I've tried asking for a proof on datascience stackexchange, but I think I might get more luck over here.
The following equations define the LSTM. The input, forget and outputs gates are: $$i_t = \sigma(W_i [h_{t-1}, x_t] + b_i)$$ $$f_t = \sigma(W_f [h_{t-1}, x_t] + b_f)$$ $$o_t = \sigma(W_o [h_{t-1}, x_t] + b_o)$$
And the cell state $c_t$ and hidden state $h_t$ are:
$$c_t = f_t \odot c_{t-1} + i_t \odot \text{tanh}(W_c[h_{t-1}, x_t] + b_c) $$ $$h_t = o_t \odot \text{tanh}(c_t)$$
Conventionally, $h_0 = c_0 = {\bf 0}$ (a vector of zeros), but we are not restricted to this particular choice in this question.
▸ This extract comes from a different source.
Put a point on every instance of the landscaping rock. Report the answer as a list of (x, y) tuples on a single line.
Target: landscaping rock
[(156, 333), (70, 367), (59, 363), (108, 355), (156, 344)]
The task I would like to accomplish is the following:
Given an input sequence of $n$ numbers, I want to return the first number in the sequence after going through the whole sequence. I.e. given an input sequence: $(x_1, x_2, \cdots x_n)$, $x_i \in \mathbb{R}$ the system has to return the first input $x_1$ after reading $x_n$. To be a little bit more specific, we can either apply a transformation on $h_n$ or $c_n$ to obtain $x_1$.
We can make assume that the real numbers which we draw are confined to what we can express in a finite precision machine.
The question is thus - what would be a analytic solution for the weights (and biases) in order to make this happen (and a proof of it), assuming that $h_t, c_t \in R^m$.